The departing Justice Stevens was a defender of civil liberties. Unless the Senate refuses to approve Kagan for the Supreme Court, the nation’s top court is very likely to become more hostile to civil liberties and less inclined to put limits on presidential power.

Here is yet another clear indication that progressives must mobilize to challenge the White House on matters of principle. Otherwise, history will judge us harshly — and it should.

For more than 15 months, evidence has mounted that President Obama routinely combines progressive rhetoric with contrary actions. As one bad decision after another has emanated from the Oval Office, some progressives have favored denial — even though, if the name “Bush” or “McCain” had been attached to the same presidential policies, the same progressives would have been screaming bloody murder.

But enabling bad policies, with silent acquiescence or anemic dissent, encourages more of them. At this point, progressive groups and individuals who pretend that Obama’s policies merely need a few tweaks, or just suffer from a few anomalous deficiencies, are whistling past a political graveyard.

At the same time, with less than six months to go before Election Day, there are very real prospects of a big Republican victory that could shift majority control of Congress. Progressives have a huge stake in averting a GOP takeover on Capitol Hill.

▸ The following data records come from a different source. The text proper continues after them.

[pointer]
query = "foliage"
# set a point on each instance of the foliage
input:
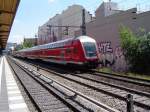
(136, 50)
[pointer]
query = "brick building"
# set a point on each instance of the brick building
(105, 29)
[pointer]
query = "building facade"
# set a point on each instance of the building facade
(105, 29)
(69, 17)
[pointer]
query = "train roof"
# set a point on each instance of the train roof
(60, 43)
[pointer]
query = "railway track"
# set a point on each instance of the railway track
(113, 93)
(50, 95)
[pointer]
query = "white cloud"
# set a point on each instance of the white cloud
(50, 1)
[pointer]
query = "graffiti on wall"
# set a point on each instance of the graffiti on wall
(110, 56)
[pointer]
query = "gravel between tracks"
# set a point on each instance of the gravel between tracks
(113, 102)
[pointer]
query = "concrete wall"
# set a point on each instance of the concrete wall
(105, 29)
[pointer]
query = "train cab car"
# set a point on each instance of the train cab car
(81, 51)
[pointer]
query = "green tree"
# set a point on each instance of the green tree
(136, 50)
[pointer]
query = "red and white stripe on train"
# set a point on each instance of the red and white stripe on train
(81, 50)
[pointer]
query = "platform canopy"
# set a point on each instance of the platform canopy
(8, 10)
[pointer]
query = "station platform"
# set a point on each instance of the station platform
(11, 99)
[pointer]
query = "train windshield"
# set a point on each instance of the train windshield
(90, 49)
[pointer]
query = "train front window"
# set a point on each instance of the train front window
(90, 49)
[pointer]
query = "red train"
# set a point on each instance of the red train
(78, 51)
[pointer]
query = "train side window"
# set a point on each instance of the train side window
(75, 50)
(68, 50)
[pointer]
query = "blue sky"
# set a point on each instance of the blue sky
(33, 13)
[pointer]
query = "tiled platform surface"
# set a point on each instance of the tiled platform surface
(11, 99)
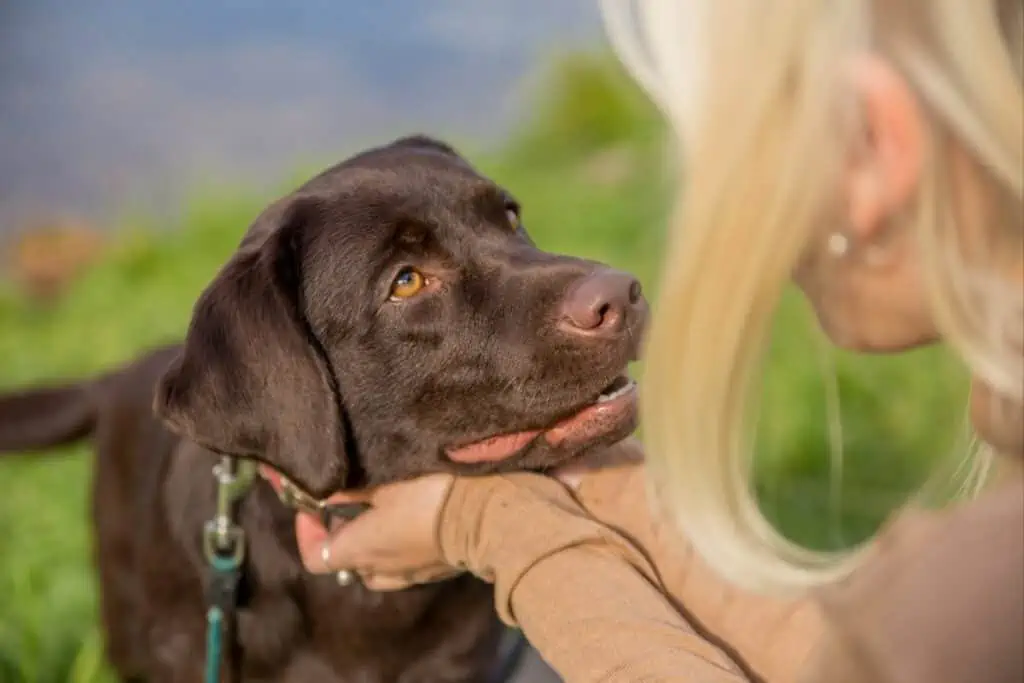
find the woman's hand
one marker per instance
(392, 546)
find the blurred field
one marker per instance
(589, 173)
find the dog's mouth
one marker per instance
(614, 409)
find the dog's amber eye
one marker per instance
(408, 284)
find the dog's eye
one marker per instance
(407, 284)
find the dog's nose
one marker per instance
(599, 304)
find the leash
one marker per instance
(224, 548)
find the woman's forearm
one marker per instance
(610, 625)
(582, 594)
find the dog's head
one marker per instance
(391, 318)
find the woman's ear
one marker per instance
(885, 165)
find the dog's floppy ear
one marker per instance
(420, 141)
(252, 379)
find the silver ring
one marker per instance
(326, 556)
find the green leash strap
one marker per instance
(214, 639)
(224, 548)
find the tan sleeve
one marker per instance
(940, 601)
(583, 595)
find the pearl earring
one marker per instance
(839, 245)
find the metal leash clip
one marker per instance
(294, 497)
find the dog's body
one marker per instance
(306, 354)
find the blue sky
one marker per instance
(109, 103)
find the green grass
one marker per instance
(587, 170)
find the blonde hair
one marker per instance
(758, 95)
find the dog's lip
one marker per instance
(614, 406)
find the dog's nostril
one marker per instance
(636, 291)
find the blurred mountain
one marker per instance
(107, 104)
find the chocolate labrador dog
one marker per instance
(389, 318)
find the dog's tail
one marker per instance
(47, 417)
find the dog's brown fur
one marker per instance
(297, 357)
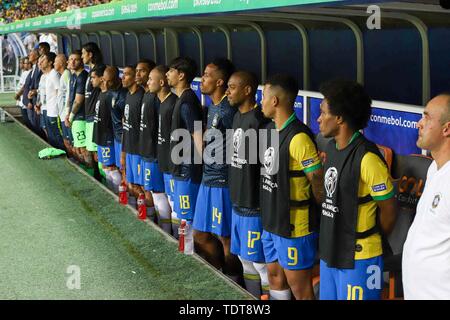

The corporate-military centrism of the Obama administration has demoralized and demobilized the Democratic Party’s largely progressive base — the same base that swept Nancy Pelosi into the House Speaker’s office and then Barack Obama into the White House. National polls now show Democrats to be much less enthusiastic about voting in November than their Republican counterparts.

The conventional political wisdom (about as accurate as the claim that “oil rigs today generally don’t cause spills”) is that when a Democratic president moves rightward, his party gains strength against Republicans. But Democrats reaped the whirlwind of that pseudo-logic in 1994 — after President Clinton shafted much of the Democratic base by pushing through the corporate NAFTA trade pact against the wishes of labor, environmental and human-rights constituencies. That’s how Newt Gingrich and other right-wing zealots got to run Congress starting in January 1995.

For progressives, giving the Obama administration one benefit of the doubt after another has not prevented matters from getting worse.

At the moment, U.S. troop levels are nearing 100,000 in Afghanistan.

Massive quantities of oil are belching into the Gulf of Mexico.

The White House has signaled de facto acceptance of a high unemployment rate for several more years, while offering weak GOP-lite countermeasures like tax breaks for businesses.

Nuclear power subsidies are getting powerful support from both ends of Pennsylvania Avenue, while meaningful action against global warming is nowhere in sight.

The Justice Department continues to backtrack on civil liberties.

And now, if the president’s nomination of Elena Kagan is successful, the result will move the Supreme Court to the right.

Progressives should fight the Kagan nomination.